Since both wires vibrate at the same frequency:
\[
f_A = f_S
\]
### Step 4: Calculate the Wave Velocities
The wave velocity in a wire is given by:
\[
v = \sqrt{\frac{T}{\mu}}
\]
where \( T \) is the tension in the wire. The tension due to the weight of 10 kg is:
\[
T = mg = 10 \, \text{kg} \times 10 \, \text{m/s}^2 = 100 \, \text{N}
\]
Calculating the velocities:
\[
v_A = \sqrt{\frac{100 \, \text{N}}{4.33 \times 10^{-3} \, \text{kg/m}}} \approx 148.5 \, \text{m/s}
\]
\[
v_S = \sqrt{\frac{100 \, \text{N}}{1.16 \times 10^{-2} \, \text{kg/m}}} \approx 91.5 \, \text{m/s}
\]
### Step 5: Set Up the Equation for Frequencies
From the frequency equations:
\[
\frac{n_A v_A}{2L_A} = \frac{n_S v_S}{2L_S}
\]
This simplifies to:
\[
\frac{n_A}{n_S} = \frac{v_S L_A}{v_A L_S}
\]
### Step 6: Substitute Values
Substituting the known values:
\[
\frac{n_A}{n_S} = \frac{91.5 \times 0.6}{148.5 \times 0.9} \approx \frac{54.9}{133.65} \approx 0.41
\]
This ratio suggests that the lowest integer values for \( n_A \) and \( n_S \) that satisfy this ratio are \( n_A = 1 \) and \( n_S = 3 \).

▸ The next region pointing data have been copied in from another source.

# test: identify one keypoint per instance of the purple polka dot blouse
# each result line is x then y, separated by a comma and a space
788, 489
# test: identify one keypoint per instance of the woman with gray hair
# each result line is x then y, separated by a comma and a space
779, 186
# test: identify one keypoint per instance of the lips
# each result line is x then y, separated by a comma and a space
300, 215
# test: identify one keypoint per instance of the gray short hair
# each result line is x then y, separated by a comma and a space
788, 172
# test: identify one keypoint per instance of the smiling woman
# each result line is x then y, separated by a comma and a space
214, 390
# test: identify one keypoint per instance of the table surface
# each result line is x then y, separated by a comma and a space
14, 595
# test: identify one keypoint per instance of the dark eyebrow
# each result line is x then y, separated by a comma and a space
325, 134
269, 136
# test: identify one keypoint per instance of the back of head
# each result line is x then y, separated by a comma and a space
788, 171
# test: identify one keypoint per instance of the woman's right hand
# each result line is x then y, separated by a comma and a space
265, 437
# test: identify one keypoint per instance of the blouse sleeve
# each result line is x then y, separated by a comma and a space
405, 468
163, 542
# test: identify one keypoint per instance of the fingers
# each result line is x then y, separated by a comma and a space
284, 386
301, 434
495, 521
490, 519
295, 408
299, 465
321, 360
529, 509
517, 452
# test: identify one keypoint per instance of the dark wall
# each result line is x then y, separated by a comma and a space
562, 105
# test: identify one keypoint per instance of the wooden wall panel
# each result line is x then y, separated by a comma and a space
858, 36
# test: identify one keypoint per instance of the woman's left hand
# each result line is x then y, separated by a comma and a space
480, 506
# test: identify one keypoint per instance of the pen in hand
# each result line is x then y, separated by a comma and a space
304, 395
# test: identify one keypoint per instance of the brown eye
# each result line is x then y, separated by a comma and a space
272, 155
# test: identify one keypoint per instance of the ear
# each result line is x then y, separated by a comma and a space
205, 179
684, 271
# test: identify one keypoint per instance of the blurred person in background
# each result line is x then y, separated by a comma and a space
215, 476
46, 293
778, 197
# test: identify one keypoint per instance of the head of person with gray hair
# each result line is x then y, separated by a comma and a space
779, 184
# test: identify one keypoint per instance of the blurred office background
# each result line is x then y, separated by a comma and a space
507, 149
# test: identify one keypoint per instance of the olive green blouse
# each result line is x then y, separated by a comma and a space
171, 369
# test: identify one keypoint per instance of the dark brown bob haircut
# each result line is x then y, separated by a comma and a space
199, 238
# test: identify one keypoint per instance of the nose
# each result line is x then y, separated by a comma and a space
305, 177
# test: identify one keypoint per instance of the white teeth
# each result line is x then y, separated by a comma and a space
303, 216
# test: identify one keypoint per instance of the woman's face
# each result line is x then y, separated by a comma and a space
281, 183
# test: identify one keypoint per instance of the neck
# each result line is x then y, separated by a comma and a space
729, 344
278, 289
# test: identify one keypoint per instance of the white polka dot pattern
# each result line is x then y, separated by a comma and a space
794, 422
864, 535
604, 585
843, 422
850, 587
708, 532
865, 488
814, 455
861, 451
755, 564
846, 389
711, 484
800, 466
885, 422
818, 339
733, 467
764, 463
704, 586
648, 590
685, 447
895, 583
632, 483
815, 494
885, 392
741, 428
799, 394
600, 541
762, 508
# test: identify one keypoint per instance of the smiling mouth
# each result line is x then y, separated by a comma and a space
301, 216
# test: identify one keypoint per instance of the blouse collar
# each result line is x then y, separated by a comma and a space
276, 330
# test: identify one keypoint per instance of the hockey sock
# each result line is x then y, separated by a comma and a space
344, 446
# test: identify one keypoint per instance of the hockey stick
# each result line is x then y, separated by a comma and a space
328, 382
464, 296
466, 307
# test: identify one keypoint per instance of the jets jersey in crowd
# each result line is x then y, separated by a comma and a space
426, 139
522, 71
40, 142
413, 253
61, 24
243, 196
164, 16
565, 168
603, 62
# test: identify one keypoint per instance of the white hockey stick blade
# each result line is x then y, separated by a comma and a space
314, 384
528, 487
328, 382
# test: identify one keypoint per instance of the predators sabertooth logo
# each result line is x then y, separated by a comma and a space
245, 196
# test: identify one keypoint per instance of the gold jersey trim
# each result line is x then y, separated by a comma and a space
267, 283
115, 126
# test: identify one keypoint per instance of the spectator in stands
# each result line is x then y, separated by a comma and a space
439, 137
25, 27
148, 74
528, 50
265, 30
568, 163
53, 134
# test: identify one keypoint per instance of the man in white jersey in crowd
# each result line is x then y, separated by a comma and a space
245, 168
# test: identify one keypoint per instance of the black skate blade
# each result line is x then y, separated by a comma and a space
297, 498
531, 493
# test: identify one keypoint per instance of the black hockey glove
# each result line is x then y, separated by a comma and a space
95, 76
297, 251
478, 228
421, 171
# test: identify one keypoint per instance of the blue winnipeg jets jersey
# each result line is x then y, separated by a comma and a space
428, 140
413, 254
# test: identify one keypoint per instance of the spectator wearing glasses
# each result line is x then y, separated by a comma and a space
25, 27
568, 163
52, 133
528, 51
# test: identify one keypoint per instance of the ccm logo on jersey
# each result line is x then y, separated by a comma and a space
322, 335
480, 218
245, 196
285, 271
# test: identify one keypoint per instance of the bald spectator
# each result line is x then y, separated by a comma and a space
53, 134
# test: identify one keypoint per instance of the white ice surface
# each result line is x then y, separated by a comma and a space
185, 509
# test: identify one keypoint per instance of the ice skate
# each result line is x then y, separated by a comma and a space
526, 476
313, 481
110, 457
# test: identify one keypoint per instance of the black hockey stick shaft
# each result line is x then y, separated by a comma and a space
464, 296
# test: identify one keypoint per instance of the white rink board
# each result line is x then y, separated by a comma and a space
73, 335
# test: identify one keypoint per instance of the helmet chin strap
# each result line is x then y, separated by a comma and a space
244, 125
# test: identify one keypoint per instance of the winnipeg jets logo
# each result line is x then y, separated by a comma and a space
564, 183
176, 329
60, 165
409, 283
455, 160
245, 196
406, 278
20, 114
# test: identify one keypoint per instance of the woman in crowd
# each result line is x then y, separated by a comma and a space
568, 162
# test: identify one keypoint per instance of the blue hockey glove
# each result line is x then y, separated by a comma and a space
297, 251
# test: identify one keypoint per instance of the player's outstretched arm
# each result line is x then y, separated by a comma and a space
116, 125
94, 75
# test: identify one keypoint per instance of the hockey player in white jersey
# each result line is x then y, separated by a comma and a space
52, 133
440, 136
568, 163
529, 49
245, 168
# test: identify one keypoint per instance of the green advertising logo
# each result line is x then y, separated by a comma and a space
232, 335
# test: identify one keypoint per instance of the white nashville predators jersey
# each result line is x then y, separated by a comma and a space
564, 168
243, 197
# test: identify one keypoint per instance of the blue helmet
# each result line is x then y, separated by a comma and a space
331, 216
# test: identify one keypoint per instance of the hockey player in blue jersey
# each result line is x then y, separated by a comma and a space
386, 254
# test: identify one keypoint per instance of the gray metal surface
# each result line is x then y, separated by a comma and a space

### Step 7: Calculate the Minimum Frequency
Using the frequency formula for aluminium:
\[
f_{min} = \frac{n_A v_A}{2L_A} = \frac{1 \times 148.5}{2 \times 0.6} \approx 123.75 \, \text{Hz}
\]
### Step 8: Determine the Total Number of Nodes
The total number of nodes in the system can be calculated as:
- For \( n_A = 1 \): 2 nodes (1 at each end)
- For \( n_S = 3 \): 4 nodes (3 loops create 4 nodes)
Thus, the total number of nodes:
\[
\text{Total Nodes} = 2 + 4 - 1 = 5
\]
### Final Answers
- The lowest frequency of excitation is approximately **123.75 Hz**.
- The total number of nodes at this frequency is **5**.